Hombre's eyes were instantly normal again--even bored. The two dwarf clowns were waddling past the lions' cages, on their way to the outdoor showers. They wore towels around their waists and their sandals were flapping. The lion looked at them with an utter lack of interest.
"!Hola, Hombre!" Beer Belly called.
"!Hola, Lupe! !Hola, Lupe's brother!" Paco said; the cross-dresser's breasts were so small (almost nonexistent) that Paco didn't bother to cover them when she walked to and from the outdoor showers, and her beard was at its most stubbly in the mornings. (Whatever Paco was taking for hormones, she wasn't getting her estrogens from the same source Flor got hers; Flor got her estrogens from Dr. Vargas.)
But, as Flor had said, Paco was a clown; it wasn't Paco's aim in life to make herself passable as a woman. Paco was a gay dwarf who, in real life, spent most of her time as a man.

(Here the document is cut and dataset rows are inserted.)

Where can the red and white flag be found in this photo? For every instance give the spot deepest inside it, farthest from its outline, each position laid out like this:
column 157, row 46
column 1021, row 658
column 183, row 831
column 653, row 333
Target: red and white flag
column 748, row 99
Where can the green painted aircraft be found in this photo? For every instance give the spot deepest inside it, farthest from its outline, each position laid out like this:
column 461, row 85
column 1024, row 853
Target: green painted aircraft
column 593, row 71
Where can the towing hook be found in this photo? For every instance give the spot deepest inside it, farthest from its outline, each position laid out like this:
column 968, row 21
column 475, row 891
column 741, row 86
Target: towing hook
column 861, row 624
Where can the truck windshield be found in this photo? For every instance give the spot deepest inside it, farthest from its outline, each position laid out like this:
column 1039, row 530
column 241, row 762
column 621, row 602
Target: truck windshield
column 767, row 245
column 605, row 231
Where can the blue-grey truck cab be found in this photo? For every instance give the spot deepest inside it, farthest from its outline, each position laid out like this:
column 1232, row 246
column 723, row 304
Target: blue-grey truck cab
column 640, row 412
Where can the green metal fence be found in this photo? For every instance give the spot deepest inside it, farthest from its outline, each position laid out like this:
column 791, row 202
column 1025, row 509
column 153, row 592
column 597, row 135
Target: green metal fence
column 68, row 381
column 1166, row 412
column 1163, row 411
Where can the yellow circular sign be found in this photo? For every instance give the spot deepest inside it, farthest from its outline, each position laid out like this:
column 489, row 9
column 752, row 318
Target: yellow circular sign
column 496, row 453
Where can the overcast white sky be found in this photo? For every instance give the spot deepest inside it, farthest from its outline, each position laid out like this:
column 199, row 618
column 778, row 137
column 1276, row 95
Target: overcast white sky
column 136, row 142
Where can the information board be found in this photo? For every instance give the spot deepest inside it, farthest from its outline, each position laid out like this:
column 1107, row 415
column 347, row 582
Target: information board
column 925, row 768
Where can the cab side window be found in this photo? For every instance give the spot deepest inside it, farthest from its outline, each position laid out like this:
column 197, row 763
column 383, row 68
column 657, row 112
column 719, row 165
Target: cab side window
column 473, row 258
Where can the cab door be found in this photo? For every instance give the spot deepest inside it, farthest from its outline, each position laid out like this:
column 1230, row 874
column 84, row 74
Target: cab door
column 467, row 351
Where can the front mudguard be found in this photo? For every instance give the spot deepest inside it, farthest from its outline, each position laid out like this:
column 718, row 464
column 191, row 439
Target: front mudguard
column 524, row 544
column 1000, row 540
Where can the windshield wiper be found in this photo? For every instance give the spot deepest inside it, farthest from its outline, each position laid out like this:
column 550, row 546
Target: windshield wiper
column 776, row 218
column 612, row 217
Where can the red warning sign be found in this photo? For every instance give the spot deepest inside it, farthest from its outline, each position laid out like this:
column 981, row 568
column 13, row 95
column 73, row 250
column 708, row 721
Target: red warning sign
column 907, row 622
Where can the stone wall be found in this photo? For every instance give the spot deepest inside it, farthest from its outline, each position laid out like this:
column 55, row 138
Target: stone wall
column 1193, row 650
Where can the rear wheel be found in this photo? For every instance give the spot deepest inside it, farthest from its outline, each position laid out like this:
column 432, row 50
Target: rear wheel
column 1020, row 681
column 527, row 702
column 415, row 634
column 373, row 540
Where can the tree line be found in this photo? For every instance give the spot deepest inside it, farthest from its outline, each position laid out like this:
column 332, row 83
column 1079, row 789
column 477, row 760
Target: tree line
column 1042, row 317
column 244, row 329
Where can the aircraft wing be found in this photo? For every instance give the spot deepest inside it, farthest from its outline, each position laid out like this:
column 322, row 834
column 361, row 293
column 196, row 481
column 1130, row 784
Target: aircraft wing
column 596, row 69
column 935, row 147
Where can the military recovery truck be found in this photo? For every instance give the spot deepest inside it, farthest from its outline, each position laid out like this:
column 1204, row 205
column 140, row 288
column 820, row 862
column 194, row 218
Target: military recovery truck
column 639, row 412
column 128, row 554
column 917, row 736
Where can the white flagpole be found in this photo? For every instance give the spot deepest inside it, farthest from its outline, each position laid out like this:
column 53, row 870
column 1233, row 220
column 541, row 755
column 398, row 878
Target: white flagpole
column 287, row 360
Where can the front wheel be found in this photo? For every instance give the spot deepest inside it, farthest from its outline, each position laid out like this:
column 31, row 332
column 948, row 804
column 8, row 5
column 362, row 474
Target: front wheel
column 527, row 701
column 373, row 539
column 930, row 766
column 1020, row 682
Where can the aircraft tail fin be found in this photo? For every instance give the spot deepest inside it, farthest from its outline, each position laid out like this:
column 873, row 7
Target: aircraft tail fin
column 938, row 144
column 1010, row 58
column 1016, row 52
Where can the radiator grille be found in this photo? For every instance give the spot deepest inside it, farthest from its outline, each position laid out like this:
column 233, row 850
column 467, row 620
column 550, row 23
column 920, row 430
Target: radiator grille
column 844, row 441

It was as a he that Paco went to La China, the gay bar on Bustamante. And when Paco went to La Coronita, where the transvestites liked to dress up, Paco also went as a he--Paco was just another guy among the gay clientele.
Flor said that Paco picked up a lot of first-timers, those men who were having their first experiences at being with another man. (Maybe the first-timers looked at a gay dwarf as a cautious way to start?)
But when Paco was with her circus family at La Maravilla, the dwarf clown felt safe to be a she. She could be comfortable as a cross-dresser around Beer Belly. In the clown acts, they always acted as if they were a couple, but in real life Beer Belly was straight. He was married, and his wife wasn't a dwarf.
Beer Belly's wife was afraid of getting pregnant; she didn't want to have a dwarf for a child. She made Beer Belly wear two condoms. Everyone in La Maravilla had heard Beer Belly's stories about the perils of wearing an extra condom.